Abstract

A longstanding puzzle in human genetics is what causes many hereditary diseases to manifest clinically in few tissues only. For example, familial mutations in BRCA1 lead primarily to breast and ovarian cancers, and familial mutations in RB1 lead primarily to retinoblastoma, while the causal BRCA1 and RB1 genes are expressed ubiquitously throughout the body without harming many other tissues. We approach this fundamental question using comparative network analyses and assess it quantitatively for the first time. Firstly, we integrated recent RNA-sequencing profiles with data of protein interactions, and constructed protein interactomes for tens of human tissues.
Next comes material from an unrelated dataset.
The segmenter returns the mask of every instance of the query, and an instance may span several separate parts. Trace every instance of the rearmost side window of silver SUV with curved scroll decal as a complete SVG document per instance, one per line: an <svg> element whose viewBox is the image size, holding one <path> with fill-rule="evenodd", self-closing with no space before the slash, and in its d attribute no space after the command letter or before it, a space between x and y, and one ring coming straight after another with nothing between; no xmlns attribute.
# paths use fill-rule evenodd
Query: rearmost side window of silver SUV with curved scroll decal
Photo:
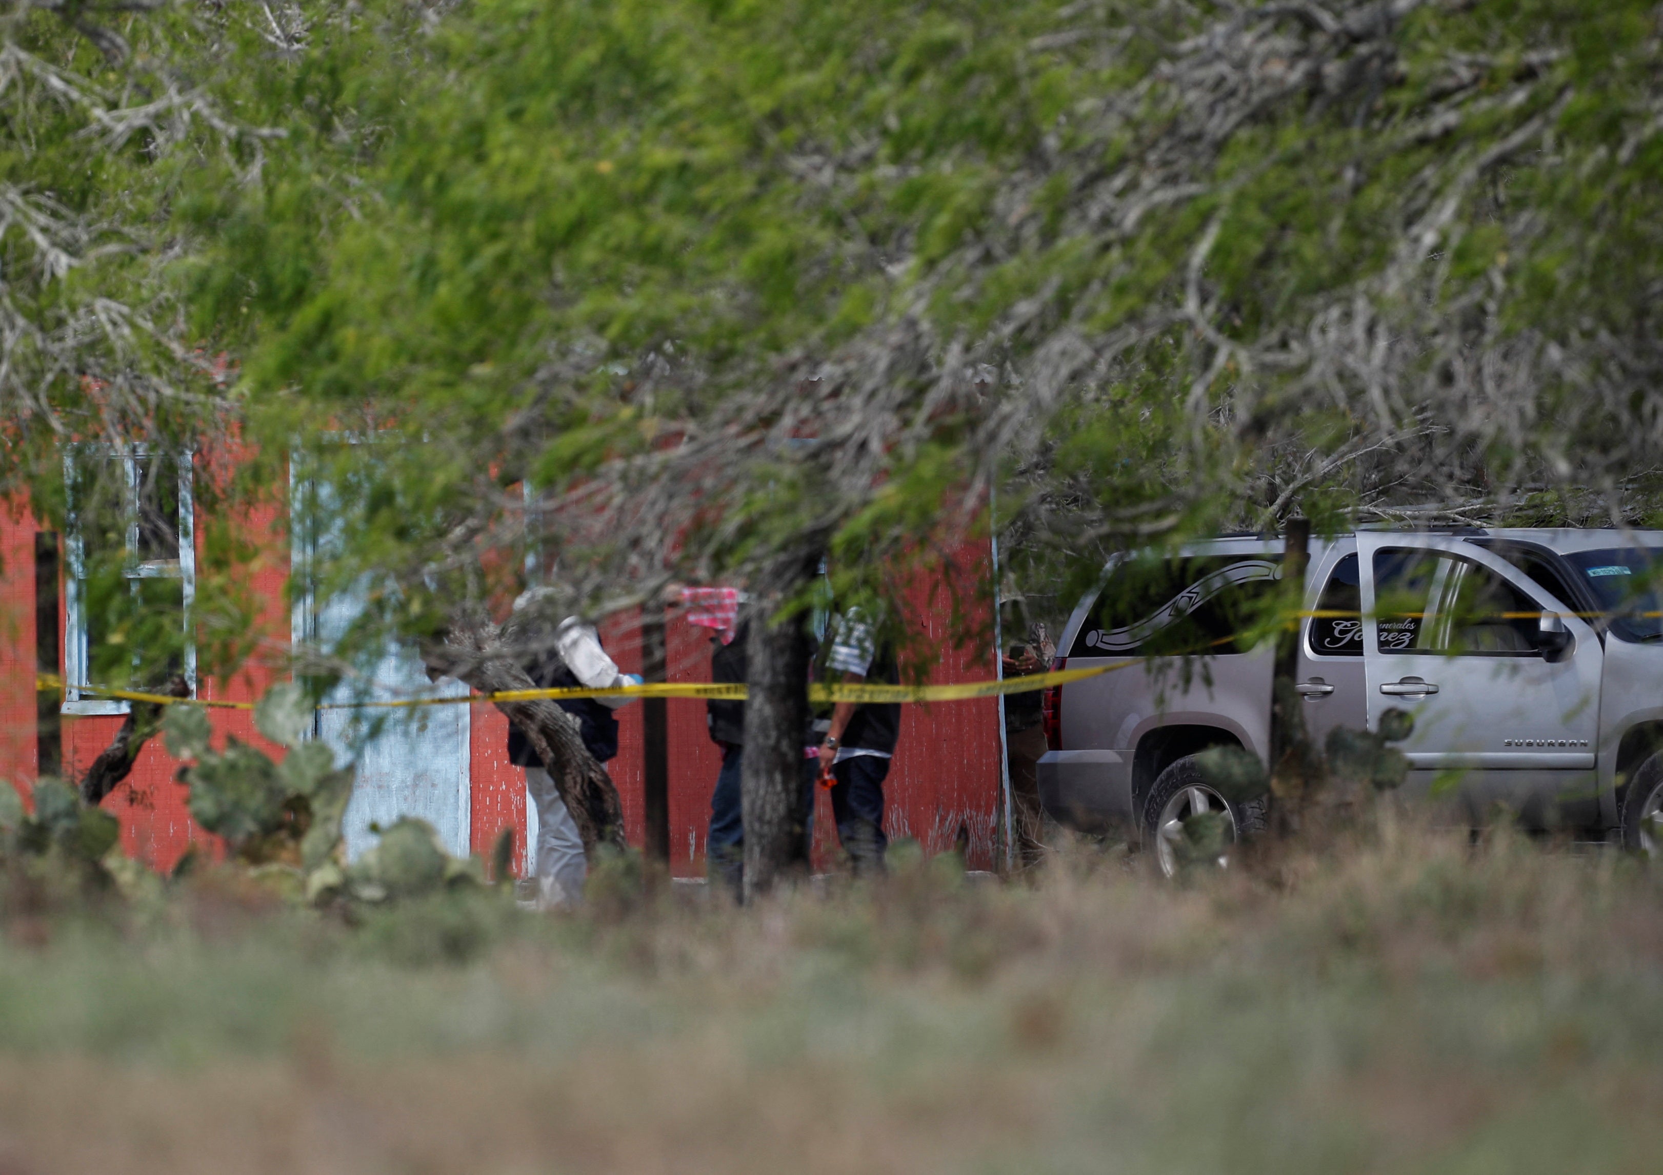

Using this resource, we assessed the similarity between the interactomes, and then characterized different factors that contribute to the tissue specificity of over 300 hereditary diseases. 
 
The tissue-specificity of some diseases was easily explained, namely causal genes were expressed exclusively in the disease-manifesting tissue (e.g., Duchenne muscular dystrophy, caused by germline mutations in the muscle-specific DMD gene). However, this was relevant to only ~6% of the diseases in our dataset. Another factor was the level of expression of causal genes: In ~30% of the diseases, the causal gene was ubiquitously expressed yet had elevated expression preferentially in the disease tissue, suggesting that this could lead to its tissue-specific phenotypes. The most intriguing factor was identified by comparative interactome analysis. We found that in 20% of the diseases, causal proteins had increased number of tissue-exclusive protein interactions in their disease tissues compared to unaffected tissues. In several cases, these tissue-exclusive interactions highlighted previously identified disease mechanisms, showing that comparative interactome analysis provides a powerful approach for interrogating disease etiologies. Our recent finding relates to the role of causal genes paralogues. For years, it was hypothesized that paralogues that are functionally redundant with causal genes compensate for them across tissues, except for within the disease tissue. However, this hypothesis was never analyzed rigorously. Using our resource, we found strong quantitative evidence for this hypothesis. In summary, network approaches can shed a much needed light on the ways by which genetic aberrations lead to phenotypes, and can effectively enhance our currently limited understanding of the molecular basis of a large variety of hereditary diseases.